The Center’s report contains the following highlights (lowlights????) of the report:
- Overall government burden: This year, Cost of Government Day falls on August 12, meaning Americans labor a full 224 days into the year to pay for local, state and federal government spending and regulations.
- Impact of Obama overspending: Americans have lost 29 days of the calendar year thanks to Obama’s overspending and regulatory zeal. 2011 marks the third straight year COGD has fallen in August. Prior to the Obama Administration, COGD had never fallen later than July 21.
- Stimulus, bailouts, and federal spending: The effects of the bailouts and failed “stimulus” plan are still being felt by Americans, who must work a full 103 days to pay for the costs of federal spending.
- State and local government spending: Americans spend 44 days working to pay off state and local government spending.
- Regulatory burden of Obamacare and Dodd-Frank: Americans are forced to labor 77 days to pay for total federal regulations, a workload that will increase exponentially with the implementation of the Dodd-Frank financial regulatory bill and Patient Protection and Affordable Care Act, known more popularly as Obamacare.
- Cost of Government Day in the fifty states: The report also measures varying government burdens in each state to calculate their respective state Cost of Government Day. As in past years, taxpayers in Connecticut must work the latest to celebrate their COGD, laboring all the way until September 10 to pay off the full costs of government. Taxpayers in Mississippi worked the shortest amount of time to pay off their burden off government, laboring until July 19.

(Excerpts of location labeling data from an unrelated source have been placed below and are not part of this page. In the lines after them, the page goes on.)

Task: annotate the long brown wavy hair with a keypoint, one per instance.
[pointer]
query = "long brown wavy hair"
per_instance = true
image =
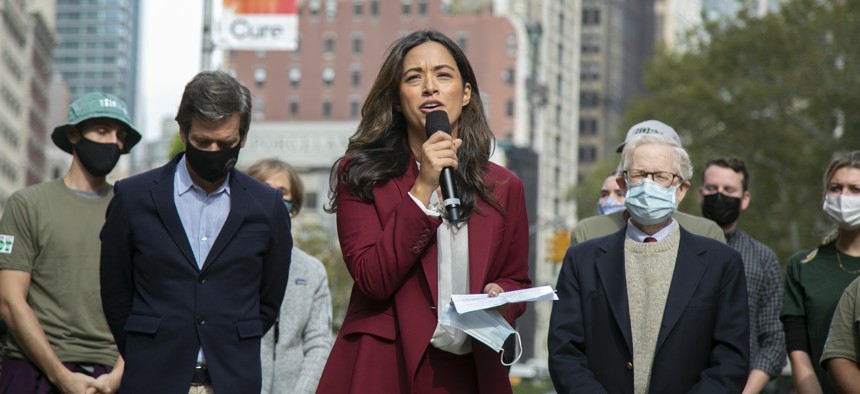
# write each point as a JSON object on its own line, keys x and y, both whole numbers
{"x": 379, "y": 149}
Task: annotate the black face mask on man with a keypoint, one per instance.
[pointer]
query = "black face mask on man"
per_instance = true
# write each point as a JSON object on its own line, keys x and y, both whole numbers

- Case Studies: The report also details the impact on COGD of many factors in the growing cost of government. Case studies in the report discuss: The Dodd-Frank financial regulatory overhaul which will severely increase the number of days Americans must work to pay off the regulatory burden; Obamacare, which will fail to rein in health care costs and continue to increase federal spending; The EPA, which has pursued an aggressive regulatory agenda that will further stall economic recovery.
The direct costs of government are enormous and growing larger by the day. Its profligate ways now threaten the very existence of the country. Despite its precarious financial position, government continues spending as if there were no consequences.
The behavior of government invites several questions:
- At what point does the spending become unsustainable? What kind of collapse does that portend?
- At what point do US citizens literally become slaves? Does the government have to spend 100% of what we produce as opposed to 61%? Or is the crossover point somewhere short of the 100%? Or have we already been enslaved?
- Is there a way to solve the current problems within the political arena? Or, is the US destined to break-up into factions fighting over whatever spoils are left?
None of these issues are reflected in the numbers above because these events have not yet happened. Nor are a host of other costs which don’t get captured in National Income accounting data. The presumptions of big government and these other costs will be discussed in subsequent articles.